Welcome to our appendix post on classicist jazz on the Classical and Neoclassical Jazz Series! In this series of posts, we analyze the emergence of classical and neoclassical jazz in the 80s, from the point of view of a jazz critic using Berendt and Huesmann’s The Jazz Book as our reference. Let’s start!
It is essential to mention that the time of the progress in classical jazz occurs and the popularization of jazz education coincide. This, surely, is not a coincidence. Opposing to free jazz basis in neoclassical jazz, classical jazz was more technical and fragmented and had a high opinion of virtuosity in instrument technique with its bebop basis.
The new music education centers -which emerged and popularized in the late 70s- were everywhere. From little courses to workshops and conservatories, young musicians learned improvisation techniques, harmony, chord analyses, and more jazz theory. Jazz books with different, specific contexts were all around and were easy to find for a young, learning musician. Officially, jazz was starting to get globalized and monopolized with books.

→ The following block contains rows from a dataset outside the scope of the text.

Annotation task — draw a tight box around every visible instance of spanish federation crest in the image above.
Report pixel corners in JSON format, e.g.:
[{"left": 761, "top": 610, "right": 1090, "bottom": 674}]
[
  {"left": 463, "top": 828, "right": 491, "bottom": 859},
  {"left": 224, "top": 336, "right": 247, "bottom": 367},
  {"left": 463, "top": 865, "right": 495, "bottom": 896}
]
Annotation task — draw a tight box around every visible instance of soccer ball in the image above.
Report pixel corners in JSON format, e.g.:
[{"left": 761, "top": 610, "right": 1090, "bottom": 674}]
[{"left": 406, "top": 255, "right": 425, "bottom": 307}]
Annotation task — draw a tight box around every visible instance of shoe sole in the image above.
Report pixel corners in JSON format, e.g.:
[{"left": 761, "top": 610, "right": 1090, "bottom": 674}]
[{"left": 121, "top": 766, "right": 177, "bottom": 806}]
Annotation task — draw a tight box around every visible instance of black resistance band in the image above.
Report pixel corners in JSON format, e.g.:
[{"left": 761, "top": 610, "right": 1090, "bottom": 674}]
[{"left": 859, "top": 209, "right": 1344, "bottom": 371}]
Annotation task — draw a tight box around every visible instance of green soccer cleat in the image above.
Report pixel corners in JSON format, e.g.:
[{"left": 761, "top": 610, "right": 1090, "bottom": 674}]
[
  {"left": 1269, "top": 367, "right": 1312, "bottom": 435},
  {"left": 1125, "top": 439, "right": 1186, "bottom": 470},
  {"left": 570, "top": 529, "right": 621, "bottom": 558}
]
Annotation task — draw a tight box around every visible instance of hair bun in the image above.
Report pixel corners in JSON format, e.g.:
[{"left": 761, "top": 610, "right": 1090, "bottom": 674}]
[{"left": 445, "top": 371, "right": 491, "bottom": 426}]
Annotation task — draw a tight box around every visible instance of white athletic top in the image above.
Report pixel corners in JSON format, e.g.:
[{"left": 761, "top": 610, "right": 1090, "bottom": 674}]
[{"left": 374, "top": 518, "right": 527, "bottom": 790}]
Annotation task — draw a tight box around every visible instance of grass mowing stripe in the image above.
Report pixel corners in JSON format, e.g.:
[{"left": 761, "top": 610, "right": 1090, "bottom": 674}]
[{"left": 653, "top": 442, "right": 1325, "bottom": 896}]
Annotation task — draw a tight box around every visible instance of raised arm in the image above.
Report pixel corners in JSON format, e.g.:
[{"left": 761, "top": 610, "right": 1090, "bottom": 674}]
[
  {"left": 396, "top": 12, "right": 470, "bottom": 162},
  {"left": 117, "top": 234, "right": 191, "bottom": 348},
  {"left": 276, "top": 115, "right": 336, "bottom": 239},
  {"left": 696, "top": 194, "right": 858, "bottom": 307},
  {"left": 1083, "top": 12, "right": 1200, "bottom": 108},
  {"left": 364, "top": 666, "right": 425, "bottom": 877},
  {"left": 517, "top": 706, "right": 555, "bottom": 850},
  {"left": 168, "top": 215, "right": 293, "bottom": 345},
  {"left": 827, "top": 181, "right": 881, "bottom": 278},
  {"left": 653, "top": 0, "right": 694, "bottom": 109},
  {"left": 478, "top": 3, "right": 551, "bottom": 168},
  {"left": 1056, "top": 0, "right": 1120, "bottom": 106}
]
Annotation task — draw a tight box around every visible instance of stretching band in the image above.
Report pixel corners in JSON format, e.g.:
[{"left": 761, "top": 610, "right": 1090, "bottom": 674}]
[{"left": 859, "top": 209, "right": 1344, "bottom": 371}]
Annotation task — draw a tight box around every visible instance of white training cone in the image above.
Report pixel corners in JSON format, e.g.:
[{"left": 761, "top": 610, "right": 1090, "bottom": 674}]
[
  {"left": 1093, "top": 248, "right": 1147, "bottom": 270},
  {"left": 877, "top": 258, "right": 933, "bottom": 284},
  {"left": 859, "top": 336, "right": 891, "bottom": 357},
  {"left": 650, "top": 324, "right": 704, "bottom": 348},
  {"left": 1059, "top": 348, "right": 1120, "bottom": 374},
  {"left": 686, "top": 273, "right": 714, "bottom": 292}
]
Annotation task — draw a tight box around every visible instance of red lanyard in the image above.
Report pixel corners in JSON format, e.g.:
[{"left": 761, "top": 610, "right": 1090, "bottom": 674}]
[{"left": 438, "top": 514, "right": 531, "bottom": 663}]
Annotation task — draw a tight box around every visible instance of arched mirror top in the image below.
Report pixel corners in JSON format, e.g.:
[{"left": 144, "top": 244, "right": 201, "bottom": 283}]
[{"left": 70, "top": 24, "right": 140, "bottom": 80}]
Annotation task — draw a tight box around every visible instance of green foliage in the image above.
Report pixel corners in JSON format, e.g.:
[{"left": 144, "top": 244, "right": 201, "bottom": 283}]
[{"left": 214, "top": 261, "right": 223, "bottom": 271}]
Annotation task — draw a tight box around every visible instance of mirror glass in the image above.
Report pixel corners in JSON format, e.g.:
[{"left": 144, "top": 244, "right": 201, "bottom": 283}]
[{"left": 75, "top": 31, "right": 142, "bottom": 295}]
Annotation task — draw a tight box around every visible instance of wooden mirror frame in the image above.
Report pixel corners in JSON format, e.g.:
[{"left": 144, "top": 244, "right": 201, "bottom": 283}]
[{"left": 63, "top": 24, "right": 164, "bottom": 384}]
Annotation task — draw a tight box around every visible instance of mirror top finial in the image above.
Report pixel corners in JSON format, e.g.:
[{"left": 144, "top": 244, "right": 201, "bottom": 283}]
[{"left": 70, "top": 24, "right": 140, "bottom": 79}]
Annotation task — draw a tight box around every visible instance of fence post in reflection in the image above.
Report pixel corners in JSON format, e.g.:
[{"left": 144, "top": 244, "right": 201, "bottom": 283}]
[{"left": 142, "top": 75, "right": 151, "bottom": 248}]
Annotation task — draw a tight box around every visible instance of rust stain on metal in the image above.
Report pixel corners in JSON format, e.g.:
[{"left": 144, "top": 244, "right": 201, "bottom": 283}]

Although the last claim might be too assertive, in the 80s, there were lots of modern and traditional musicians who were disturbed by this spread. Jazz education was clearly easier to access. Furthermore, jazz education was full of technicalities and was making the jazz “schooled”. These new features of a young classical jazz musician were clearly in contradiction with the ideology behind classical jazz. Back in the bebop era, young musicians did not have a school. They learned jazz by going to jazz clubs as much as possible and listening to music until the mornings. Bebop jazz was the product of this organicity and naturality.
However, this was clearly not how an average young jazz musician learned jazz in the 80s. This era of young musicians underwent a methodic, technical education that emphasized virtuosity and theory. Although it is clear to see that the 80s jazz musicians were way beyond in instrumentation technique than their old colleagues, they were lacking the individuality and the spirit of jazz. The jazz education was not enough to create a sense of individuality while teaching instrumentation, harmony, etc. Ultimately, the nature of jazz does not allow itself to be taught and monopolized with education.
One definitely needs education to learn jazz in the modern world. If one wants to become a good jazz musician, one should create individuality within their music. It is apparent that individuality cannot be taught, therefore one should find their own way to create individuality and live with jazz.